En Gaza hoy han dado la bienvenida a un pequeño "héroe", Al Hasán, el primer bebé nacido fruto del contrabando de esperma en la franja, bajo embargo israelí desde 2007.

"Estoy cansada y muy, muy feliz", asegura emocionada Hana Al Zaanin, todavía con voz débil tras el parto, mientras sujeta a su recién nacido en brazos.

Desde la cama del hospital, Hana cuenta que no ve a su marido desde 2006, cuando fue arrestado durante una incursión del Ejército israelí en la ciudad de Beit Hanoun, al norte de Gaza. La justicia condenó a Tamer a 12 años de prisión por pertenecer al grupo militante Yihad Islámica. Y el Estado israelí la tiene prohibido visitarle por "razones de seguridad".

La joven madre no quiere explicar cómo salió el esperma de la prisión, pero afirma que tardó seis horas en llegar hasta un laboratorio médico de Gaza, donde dos especialistas lo estaban esperando.

"Hoy ha nacido un héroe de otro héroe", asegura orgulloso el tío Tareq, de 22 años, en referencia a su Tamer.

Gaza, asfixiada por el bloqueo israelí

Más de 1,8 millones de habitantes de Gaza tienen prohibida la entrada a Israel por la misma razón inespecífica, aunque algunos comerciantes y las personas gravemente enfermas sí pueden salir de la franja durante algunos días.
 
Gaza se encuentra gobernada por el grupo islamista Hamás desde 2007. Israel ha impuesto un bloqueo sobre el territorio, una estrecha franja de tierra de apenas 360 kilómetros cuadrados en la que viven hacinadas casi dos millones de personas, la mitad jóvenes.
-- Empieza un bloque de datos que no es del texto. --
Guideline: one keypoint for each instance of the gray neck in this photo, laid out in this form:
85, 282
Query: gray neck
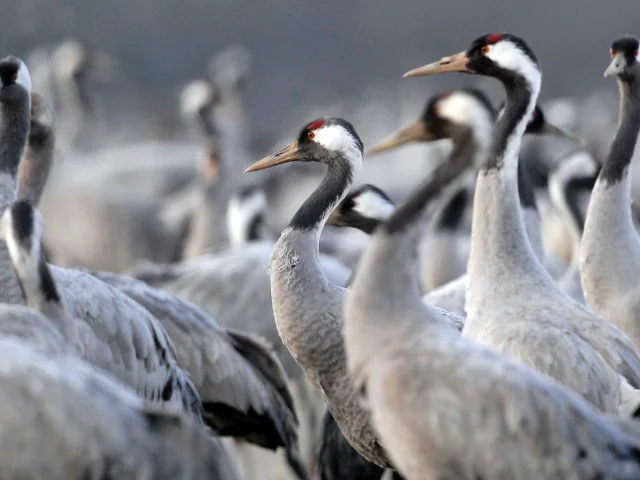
41, 292
392, 256
610, 251
36, 165
14, 128
500, 246
313, 213
616, 167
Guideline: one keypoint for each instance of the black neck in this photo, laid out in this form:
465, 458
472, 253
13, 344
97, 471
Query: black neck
624, 143
205, 117
14, 129
516, 105
525, 188
451, 214
328, 194
408, 213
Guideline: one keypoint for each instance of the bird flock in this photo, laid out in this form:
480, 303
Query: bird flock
153, 325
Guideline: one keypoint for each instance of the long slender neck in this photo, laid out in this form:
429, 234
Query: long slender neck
14, 128
500, 247
617, 164
390, 263
530, 213
315, 211
450, 215
36, 165
610, 251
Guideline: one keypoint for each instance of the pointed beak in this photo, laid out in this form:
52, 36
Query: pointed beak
454, 63
290, 153
616, 66
416, 132
551, 129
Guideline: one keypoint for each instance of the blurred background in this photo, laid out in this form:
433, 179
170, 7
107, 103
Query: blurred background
309, 53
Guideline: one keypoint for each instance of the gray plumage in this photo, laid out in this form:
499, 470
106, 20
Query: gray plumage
538, 324
307, 306
430, 390
239, 379
64, 420
610, 250
106, 328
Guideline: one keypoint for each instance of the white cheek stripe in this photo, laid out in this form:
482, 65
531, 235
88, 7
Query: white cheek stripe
371, 205
337, 139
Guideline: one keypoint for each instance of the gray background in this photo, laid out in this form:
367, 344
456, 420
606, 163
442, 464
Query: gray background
316, 52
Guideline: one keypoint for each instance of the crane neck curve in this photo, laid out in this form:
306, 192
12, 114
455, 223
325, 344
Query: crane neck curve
621, 152
391, 258
522, 96
500, 244
36, 164
14, 130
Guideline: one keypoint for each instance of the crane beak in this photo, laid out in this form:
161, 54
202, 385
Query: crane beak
290, 153
454, 63
416, 132
616, 66
551, 129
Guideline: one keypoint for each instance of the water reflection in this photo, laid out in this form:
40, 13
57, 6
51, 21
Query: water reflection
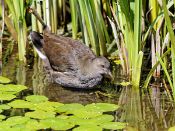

Y que ha sido escenario de sangrientas batallas entre el Ejército israelí y las milicias islamistas.

Israel tiene en sus cárceles a 5.000 presos palestinos. Muchos de ellos reciben el tratamiento de terroristas por matar a civiles.

Como parte de las negociaciones de paz que revivieron en julio tras un parón de tres meses, el Gobierno hebreo accedió a liberar a 104 prisioneros, que permanecían encarcelados desde antes de los acuerdos de Oslo de 1993, en cuatro etapas.

Los presos han sido recibidos con multitudinarias celebraciones por sus compatriotas, mientras que muchos israelíes se oponen a estas liberaciones. En un aparente intento de apaciguar a sus socios ultranacionalistas, el Gobierno de Benjamin Netanyahu anuncia puntualmente, con cada fase de liberación, la construcción de nuevas colonias en tierras ocupadas. Este mismo viernes, el Ministerio de Vivienda ha dado luz verde a nuevas licitaciones públicas para construir 1.877 viviendas en asentamientos de Cisjordania y Jerusalén Este.

Otros seis casos en Cisjordania

Las familias sufren, y nuestros servicios les ofrecen una salida

El caso de la joven Al Zaanin no es el primero en Palestina. Seis esposas de presos palestinos fueron inseminadas en Cisjordania en 2013, algo que está siendo posible gracias a que las clínicas son cada vez más avanzadas, a la concienciación dentro de la comunidad y a la bendición de los clérigos, que ya no ven con malos ojos está práctica. De hecho, es vista como una desafío a las duras condiciones carcelarias de Israel.

"750.000 palestinos han sido detenidos por Israel desde 1967. Muchos cumplen largas condenas", afirma a Reuters el doctor Salem Abu Khaizaran, del centro médico Razan, en Nablus, el hospital de Cisjordania que ayudó a las embarazadas. "Las familias sufren, y nuestros servicios les ofrecen una salida", añade.

Los palestinos dicen que sus presos son combatienes de una lucha política y merecen más protección en virtud del Derecho internacional. Y se pregunta por qué si el Gobierno israelí permitió al asesino del primer ministro Isaac Rabin concebir un hijo durante una visita cónyugal, ellos no pueden tener los mismos derechos cuando, en muchos casos, ni siquiera han sido culpables de delitos de sangre.